Selecting the wrong business structure for your new venture can create a range of legal and financial problems. Entrepreneurs need to understand the risks associated with each structure to avoid costly mistakes.
It is important for business leaders to understand the issues that can arise by choosing the wrong structure. This will open the way to informed decisions and unobstructed operations in the future.
Personal liability
Choosing a sole proprietorship or partnership can leave personal assets at risk. If another party files a lawsuit against the business, of if the company goes into debt, creditors can pursue the business owner’s personal property. This could even include your home, vehicles and financial accounts. When forming a business, consider how the protection of a limited liability company or corporation can prevent significant personal financial loss.

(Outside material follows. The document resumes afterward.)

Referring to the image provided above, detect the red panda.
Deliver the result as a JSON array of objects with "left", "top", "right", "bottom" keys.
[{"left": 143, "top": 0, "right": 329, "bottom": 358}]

Shared liability in partnerships
In a general partnership, all partners share liability. This means one partner’s mistakes or legal troubles can impact the others. For example, if one partner takes on excessive business debt or engages in illegal activities, the other partners could be equally responsible. Without the right structure, and you may find yourself liable for actions you did not personally take.
Tax complications
An unfitting structure can lead to unexpected tax burdens. For example, corporations face double taxation, where both the business and shareholders must pay taxes. In contrast, sole proprietorships, partnerships and LLCs benefit from “pass-through” taxation, where only the owners incur taxes on business profits. Failing to choose a tax-efficient structure can increase the overall tax burden.
By carefully selecting the correct business structure, Indiana entrepreneurs can avoid these common legal and financial pitfalls. Understanding the risks of each option is key to ensuring long-term business success.